Allen, Lynch, and Swail are in action this weekend at the five-star show in Miami, Florida. Allen rides Hector Van D’Abdijhoeve and Quiet Easy 4; Lynch is armed with Garkus Van Het Indihof and Ho Go Van De Padenborre; while Swail is partnered by Grafton and Martha Louise

In the dressage world rankings, Judy Reynolds rose an impressive 19 places to 28th after placing eighth when she became the first Irish rider to line out in the World Cup finals, while she also set new Irish record scores in Qatar recently.

Reigning Irish national champion Roland Tong is up 12 places to 182nd, while Italy-based Dubliner James Connor rose 34 places to 234th.

* Last week’s interview with show jumper Greg Broderick prompted a look at the Irish riders’ scores in last year’s four point-counting nations cups.

As the battle for Ireland’s sole Olympic show jumping place begins in earnest, this week we look at the 2015 European Championships and the Furusiyya Series final in an effort to elicit some idea as to what - apart from the nations cup shows in next few months - will influence manager Robert Splaine in his selection of the rider for Rio.

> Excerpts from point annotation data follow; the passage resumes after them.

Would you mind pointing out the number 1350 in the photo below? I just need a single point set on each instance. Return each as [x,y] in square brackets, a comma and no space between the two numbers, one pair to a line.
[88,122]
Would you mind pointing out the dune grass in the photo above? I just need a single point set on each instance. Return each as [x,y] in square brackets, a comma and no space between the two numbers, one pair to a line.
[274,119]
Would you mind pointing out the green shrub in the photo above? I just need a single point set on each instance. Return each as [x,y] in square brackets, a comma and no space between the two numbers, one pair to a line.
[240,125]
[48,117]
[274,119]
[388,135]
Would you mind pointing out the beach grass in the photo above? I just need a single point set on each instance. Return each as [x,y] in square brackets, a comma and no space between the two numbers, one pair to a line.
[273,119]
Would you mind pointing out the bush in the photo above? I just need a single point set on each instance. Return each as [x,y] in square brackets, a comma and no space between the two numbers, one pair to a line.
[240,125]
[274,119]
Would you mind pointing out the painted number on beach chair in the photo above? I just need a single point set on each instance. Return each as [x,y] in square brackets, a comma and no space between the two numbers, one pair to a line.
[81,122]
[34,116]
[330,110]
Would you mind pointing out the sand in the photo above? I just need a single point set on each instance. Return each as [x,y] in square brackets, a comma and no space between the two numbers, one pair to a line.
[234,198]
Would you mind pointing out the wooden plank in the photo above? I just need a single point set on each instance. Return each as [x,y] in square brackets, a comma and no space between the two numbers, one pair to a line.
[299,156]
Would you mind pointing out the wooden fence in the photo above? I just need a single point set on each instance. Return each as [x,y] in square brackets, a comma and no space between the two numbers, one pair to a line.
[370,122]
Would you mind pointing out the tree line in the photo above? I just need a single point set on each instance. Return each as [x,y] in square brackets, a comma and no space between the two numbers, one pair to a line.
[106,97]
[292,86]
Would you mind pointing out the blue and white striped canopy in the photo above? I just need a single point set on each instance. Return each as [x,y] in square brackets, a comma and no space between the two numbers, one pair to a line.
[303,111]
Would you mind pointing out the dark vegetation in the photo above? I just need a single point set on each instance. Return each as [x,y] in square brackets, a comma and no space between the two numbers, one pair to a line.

Firstly, the two-round team contest in the European Championships: Denis Lynch (All Star 5, 4/0), Bertram Allen (Molly Malone V, 4/4), Greg Broderick (Mhs Going Global, 8/4) and Cian O’Connor (Good Luck, 0/4, though, as is well documented, the faults were as a result of a member of the ground jury interfering with his round).

The opening contest at the championships saw Allen finish fifth with a clean sheet, which was matched by Broderick, but his slower time saw him place 25th. O’Connor posted four faults, while Lynch ended on eight faults.

Secondly, the Furusiyya Nations Cup Final in Barcelona, where Ireland finished fifth on 12 faults: Denis Lynch (All Star 5, 8flts), Greg Broderick (MHS Going Global, 4flts), Bertram Allen (Molly Malone V, 8flts), Cian O’Connor (Good Luck, 0flts).

The opening qualifying round at the show saw Ireland place seventh on 13 faults: Allen (5flts), Broderick (5flts), O’Connor (4flts) and Lynch (4flts).

The 2016 Furusiyya Nations Cup Series opens in Lummen, Belgium, on April 29.

* The Waterford/Tipperary Branch of ShowjumpingIreland has launched a Pony Summer/Autumn Series.

The series will commence with the first outdoor show of the year at Ballylawn, home of Francis Connors, on May 2, culminating with finals at three venues in October:  Ballinamona Equestrian Centre, Waterford; Tipperary Equestrian Centre, Thurles; and The Ballyrafter Centre, Lismore.

The series will feature three categories: The Equine Warehouse Carling King Series, comprising 128cms (70cms), 138cms (80cms), and 148cms (90cms);  the Coolmore Stakes will include 128cms (80cms), 138cms (90cms) and 148cms (1mtr); and the NutriScience Summer Tour,  featuring 128cms (90cms), 138cms (1mtr) and 148cms (1.10mtr).

Points accumulated during the season will qualify rider/pony combinations for the grand finals, with prizes also going to each category leader.

Apart from the three title companies in the series, other sponsors include Denn’s Horse Feed (with a prize for the overall highest scoring registered Connemara pony) and rider Paddy O’Donnell (providing prizes for the the top scoring ponies aged four, five, and six).